Outside of a rental of a fractional from a private party (i do believe an "owner" needs to be om board at all times) There is only one company with the the "right" to commercially Houseboats on Lake Powell

The fine print



> *With this deal, you don’t have to decide yet when to go. Just purchase a voucher from Travelzoo then call Lake Powell Resorts & Marinas directly at 888-896-3829 to make a reservation for your desired travel dates. Reservations are subject to availability and early booking is encouraged*. To reserve a boat, pay the refundable damage deposit ($600 for 46’ Expedition and 48’ Navigator or $1000 for 59’ Discovery XL) at time of booking. Once the boat is reserved, cancellation policy prevails.
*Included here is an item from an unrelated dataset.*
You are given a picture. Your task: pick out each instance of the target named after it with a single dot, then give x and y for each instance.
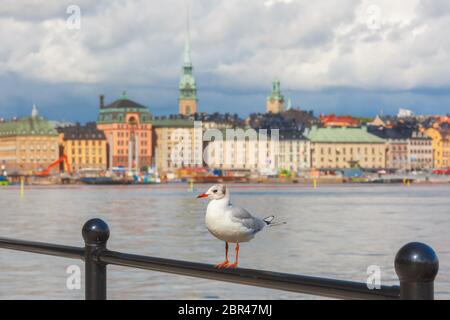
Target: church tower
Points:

See below for full terms and conditions
> 
> .





Not sure if there is any way to confirm availability with Lake Powel Resrts, prior to purchasing from Travel Zoo


----------



## DaveNV (Apr 20, 2012)

FWIW:  I've gone houseboating on Lake Powell for a week seven times.  Renting a houeboat usually costs several thousand dollars for a week, so this price sounds fairly good.  Keep it mind it's "bare boat," so you'd need to bring your own food and beverages, and pay for gas - which is way higher priced than at your local gas station.  You normally pick up the boat after 12:00 noon, and return it before noon on ending day (not unlike a timeshare), so your actual usage days are limited with a three-day rental.

For the money, if you brought some friends, it'd be fun.  I'd do it, if I lived closer to Powell.  We liked to go in September, after the crazy summer crowds are gone, but the weather is still great.  Not too hot or cold.

YMMV.  

Dave


----------



## Dollie (Apr 20, 2012)

In June, 2011 we rented a houseboat for three days at Bullfrog marina on Lake Powell.  It was just the two of us, but we got a boat one size up from the smallest available.  (The smallest houseboat was much slower and we wouldn’t be able to go where we wanted.)  

- We paid for the night before on board at the dock so we could be all set up and ready to go early in the morning.  

- Bullfrog marina is in the middle of the lake with nothing around.  All food had to be purchased beforehand and brought to the marina.  The marina near Page has shopping available in Page.

- The air conditioning was too noisy to run especially at night.  Required the generator to run which was noisy and used up gas.

- The two separate bedrooms had just double beds which had walls on three sides and weren’t very roomy.  Without the air conditioner running the doors had to be left open.

 - You don’t really anchor the boat, the lake is too deep.  You beach the boat, dig two holes 2 feet deep in the sand and drop an anchor in each, and tie them off on the stern of the boat.  We hit a snag, the lake had risen 8 inches in 12 hours and was still rising, the sandy beaches were under water.  We had too jury rig the anchors as best we could and were up most of the night tightening lines.  This is probably not a common situation.  It was caused by a combination of melting heavy winter snows in the mountain and lots of rain.

- The lake is very long.  Do your homework and know how far you can go.  Houseboats are slow.

- Mouse traps are supplied for the houseboat mice.  Good luck catching them.  They kept us company at night while we were watching the lines.

- After the trip, we came to the conclusion that we would have enjoyed having a room at the marina hotel and renting a speedboat to go out on the lake during the day.


----------